How should I write a regex to match a specific word?
I've been trying to get a specific regex working but I can't get it to do what I need.
Basically, I want it to look for ROCKET. The regex should match ROCKET in upper or lower cases, and with or without punctuation, but not when part of another word. So, the regex would trigger on any of these:
rocket
RoCKEt
hi Rocket
This is a rocket.
ROCKET's engine
but NOT trigger on ROCKET when it is found in something like
Rocketeer
Sprocket
I've been trying to get it right using a regex generator online but I can't get it to match exactly.
I suggest bookmarking the MSDN Regular Expression Quick Reference
you want to achieve a case insensitive match for the word "rocket" surrounded by non-alphanumeric characters. A regex that would work would be:
\W*((?i)rocket(?-i))\W*
What it will do is look for zero or more (*) non-alphanumeric (\W) characters, followed by a case insensitive version of rocket ( (?i)rocket(?-i) ), followed again by zero or more (*) non-alphanumeric characters (\W). The extra parentheses around the rocket-matching term assigns the match to a separate group. The word rocket will thus be in match group 1.
UPDATE 1:
Matt said in the comment that this regex is to be used in python. Python has a slightly different syntax. To achieve the same result in python, use this regex and pass the re.IGNORECASE
option to the compile
or match
function.
\W*(rocket)\W*
On Regex101 this can be simulated by entering "i" in the textbox next to the regex input.

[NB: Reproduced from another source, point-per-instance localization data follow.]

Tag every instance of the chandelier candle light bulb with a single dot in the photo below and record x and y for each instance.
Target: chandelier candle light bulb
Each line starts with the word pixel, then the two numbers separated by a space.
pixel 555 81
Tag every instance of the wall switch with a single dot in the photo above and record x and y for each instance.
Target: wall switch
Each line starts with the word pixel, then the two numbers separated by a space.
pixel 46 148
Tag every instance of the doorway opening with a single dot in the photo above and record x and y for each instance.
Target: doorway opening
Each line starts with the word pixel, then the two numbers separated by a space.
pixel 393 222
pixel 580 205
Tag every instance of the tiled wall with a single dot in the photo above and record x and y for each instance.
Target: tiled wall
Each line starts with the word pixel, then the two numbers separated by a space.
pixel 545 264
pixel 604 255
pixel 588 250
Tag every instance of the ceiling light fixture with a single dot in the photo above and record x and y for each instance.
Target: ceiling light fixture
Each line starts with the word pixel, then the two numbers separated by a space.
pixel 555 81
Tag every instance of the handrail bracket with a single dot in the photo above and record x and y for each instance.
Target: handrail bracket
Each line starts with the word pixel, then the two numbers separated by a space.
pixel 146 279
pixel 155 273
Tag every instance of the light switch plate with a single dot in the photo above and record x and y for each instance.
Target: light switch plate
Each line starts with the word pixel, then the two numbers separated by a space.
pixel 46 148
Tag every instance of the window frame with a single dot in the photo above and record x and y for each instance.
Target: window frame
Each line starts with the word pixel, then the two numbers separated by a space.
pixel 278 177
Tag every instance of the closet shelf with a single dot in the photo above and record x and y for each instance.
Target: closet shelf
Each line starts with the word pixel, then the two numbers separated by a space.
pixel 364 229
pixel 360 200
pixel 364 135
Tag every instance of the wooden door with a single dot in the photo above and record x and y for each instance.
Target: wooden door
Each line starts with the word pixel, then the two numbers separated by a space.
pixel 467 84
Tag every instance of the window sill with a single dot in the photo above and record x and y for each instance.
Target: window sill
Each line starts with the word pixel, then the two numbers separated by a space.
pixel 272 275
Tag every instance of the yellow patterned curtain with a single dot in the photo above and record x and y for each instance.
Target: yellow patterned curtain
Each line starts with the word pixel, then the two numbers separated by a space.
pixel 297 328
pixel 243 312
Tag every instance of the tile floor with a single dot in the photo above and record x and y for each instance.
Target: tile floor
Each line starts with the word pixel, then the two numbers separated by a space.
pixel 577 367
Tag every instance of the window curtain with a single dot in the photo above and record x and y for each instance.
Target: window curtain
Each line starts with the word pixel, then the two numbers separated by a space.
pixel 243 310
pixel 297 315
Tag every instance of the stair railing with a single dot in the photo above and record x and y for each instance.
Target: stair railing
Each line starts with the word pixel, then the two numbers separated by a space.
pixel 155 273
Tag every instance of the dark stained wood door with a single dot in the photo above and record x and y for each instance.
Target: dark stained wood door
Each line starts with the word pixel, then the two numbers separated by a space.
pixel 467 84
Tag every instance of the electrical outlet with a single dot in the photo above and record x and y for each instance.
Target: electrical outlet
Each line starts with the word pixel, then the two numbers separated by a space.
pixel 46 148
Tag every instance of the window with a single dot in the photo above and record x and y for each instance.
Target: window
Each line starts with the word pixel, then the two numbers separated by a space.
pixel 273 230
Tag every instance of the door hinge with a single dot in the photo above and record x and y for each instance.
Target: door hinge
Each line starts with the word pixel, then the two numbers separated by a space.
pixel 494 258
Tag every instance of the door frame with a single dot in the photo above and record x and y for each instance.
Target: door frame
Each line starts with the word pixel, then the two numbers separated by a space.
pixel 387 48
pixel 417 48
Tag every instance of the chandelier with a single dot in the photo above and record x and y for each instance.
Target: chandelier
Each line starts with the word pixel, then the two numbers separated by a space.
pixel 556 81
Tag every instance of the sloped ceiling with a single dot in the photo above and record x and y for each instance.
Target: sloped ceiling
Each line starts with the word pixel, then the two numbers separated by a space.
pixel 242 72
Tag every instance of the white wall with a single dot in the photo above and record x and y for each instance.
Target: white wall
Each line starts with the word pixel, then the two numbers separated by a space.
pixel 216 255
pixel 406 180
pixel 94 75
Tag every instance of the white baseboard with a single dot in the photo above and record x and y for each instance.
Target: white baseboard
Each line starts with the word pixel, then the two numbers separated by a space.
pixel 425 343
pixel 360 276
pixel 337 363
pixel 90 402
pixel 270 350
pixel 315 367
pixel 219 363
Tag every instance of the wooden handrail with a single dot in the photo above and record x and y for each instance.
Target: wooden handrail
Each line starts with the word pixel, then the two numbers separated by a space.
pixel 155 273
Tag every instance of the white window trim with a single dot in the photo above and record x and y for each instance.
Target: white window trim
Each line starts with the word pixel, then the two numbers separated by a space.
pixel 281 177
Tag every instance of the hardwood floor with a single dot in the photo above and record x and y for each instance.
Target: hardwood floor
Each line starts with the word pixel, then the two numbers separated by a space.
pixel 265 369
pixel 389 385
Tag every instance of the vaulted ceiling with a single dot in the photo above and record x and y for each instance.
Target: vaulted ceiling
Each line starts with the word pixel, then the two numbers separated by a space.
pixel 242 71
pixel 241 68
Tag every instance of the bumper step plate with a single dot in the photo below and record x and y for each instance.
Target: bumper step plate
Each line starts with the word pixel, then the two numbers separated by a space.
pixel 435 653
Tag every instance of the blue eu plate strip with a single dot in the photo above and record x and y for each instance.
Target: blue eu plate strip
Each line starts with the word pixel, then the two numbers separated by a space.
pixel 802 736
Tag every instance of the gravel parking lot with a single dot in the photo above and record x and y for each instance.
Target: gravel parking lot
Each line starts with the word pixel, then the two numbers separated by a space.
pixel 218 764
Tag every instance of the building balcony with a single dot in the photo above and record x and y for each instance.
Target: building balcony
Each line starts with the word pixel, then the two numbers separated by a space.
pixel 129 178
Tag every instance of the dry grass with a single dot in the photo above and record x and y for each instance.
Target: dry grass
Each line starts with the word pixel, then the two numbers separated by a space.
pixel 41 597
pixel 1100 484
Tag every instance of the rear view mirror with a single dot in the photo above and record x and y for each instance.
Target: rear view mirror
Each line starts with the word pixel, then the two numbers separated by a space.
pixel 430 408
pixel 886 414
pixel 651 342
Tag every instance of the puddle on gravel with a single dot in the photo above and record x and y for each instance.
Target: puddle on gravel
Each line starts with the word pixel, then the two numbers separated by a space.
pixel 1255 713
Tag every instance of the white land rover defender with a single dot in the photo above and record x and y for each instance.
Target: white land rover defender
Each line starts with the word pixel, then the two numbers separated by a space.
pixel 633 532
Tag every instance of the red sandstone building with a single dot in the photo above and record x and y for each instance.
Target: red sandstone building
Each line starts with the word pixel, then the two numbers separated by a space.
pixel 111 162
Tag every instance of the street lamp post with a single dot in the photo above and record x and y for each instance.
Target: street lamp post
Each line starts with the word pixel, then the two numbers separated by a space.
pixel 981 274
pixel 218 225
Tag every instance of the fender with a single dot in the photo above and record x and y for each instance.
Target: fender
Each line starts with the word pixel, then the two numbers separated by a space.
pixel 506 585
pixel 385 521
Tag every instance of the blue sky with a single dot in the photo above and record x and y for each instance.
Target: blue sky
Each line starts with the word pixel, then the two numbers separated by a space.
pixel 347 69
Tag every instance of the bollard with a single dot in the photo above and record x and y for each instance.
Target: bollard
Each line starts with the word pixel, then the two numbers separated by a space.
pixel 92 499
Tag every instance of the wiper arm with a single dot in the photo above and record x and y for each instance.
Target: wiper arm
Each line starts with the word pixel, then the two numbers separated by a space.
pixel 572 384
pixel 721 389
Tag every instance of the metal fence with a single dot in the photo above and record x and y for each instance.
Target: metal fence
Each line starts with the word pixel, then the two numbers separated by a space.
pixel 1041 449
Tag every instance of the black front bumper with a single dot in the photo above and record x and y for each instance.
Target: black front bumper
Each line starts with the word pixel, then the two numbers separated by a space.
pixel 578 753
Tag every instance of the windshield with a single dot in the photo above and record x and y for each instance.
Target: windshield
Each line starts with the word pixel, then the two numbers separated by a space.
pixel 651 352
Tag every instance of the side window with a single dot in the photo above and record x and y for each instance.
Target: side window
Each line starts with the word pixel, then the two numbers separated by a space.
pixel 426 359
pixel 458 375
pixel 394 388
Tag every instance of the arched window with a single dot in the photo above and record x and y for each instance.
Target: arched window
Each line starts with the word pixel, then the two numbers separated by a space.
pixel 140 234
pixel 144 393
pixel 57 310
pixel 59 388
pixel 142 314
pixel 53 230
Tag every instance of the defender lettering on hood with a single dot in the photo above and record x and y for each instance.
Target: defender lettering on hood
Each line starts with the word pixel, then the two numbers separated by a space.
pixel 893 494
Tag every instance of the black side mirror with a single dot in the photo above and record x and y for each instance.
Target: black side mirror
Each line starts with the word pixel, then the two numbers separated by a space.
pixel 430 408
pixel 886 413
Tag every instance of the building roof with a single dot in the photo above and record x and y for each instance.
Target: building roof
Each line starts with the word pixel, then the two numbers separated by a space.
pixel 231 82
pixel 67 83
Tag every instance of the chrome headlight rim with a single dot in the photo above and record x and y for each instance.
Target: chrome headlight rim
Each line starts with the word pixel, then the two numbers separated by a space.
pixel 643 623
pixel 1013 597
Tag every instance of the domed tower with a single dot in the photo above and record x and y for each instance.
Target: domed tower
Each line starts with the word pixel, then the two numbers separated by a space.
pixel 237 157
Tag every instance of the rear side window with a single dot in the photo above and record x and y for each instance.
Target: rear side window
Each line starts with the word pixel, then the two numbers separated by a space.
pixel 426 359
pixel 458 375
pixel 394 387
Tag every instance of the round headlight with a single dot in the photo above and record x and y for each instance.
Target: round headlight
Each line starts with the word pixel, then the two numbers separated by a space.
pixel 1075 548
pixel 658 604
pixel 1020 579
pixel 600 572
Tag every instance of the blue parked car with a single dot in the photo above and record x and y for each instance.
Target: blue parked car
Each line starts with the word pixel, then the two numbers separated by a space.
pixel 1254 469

UPDATE 2 Ismael has mentioned, that the regex is not quite correct, as it might match "1rocket1". He posted a much better solution, namely
(?:^|\W)rocket(?:$|\W)
I think the look-aheads are overkill in this case, and you would be better off using word boundaries with the ignorecase
option,
\brocket\b
In other words, in python:
>>> x="rocket's"
>>> y="rocket1."
>>> c=re.compile(r"\brocket\b",re.I) # with the ignorecase option
>>> c.findall(y)
[]
>>> c.findall(x)
['rocket']
With grep
and sed
, you can use \<rocket\>
.
With grep
, the -i
option will make it case-insensitive (ignore case):
grep -i '\<rocket\>'
I don't know any way to make all sed
regexes case-insensitive,
but there's always the caveman way:
sed -n '/\<[Rr][Oo][Cc][Kk][Ee][Tt]\>/p'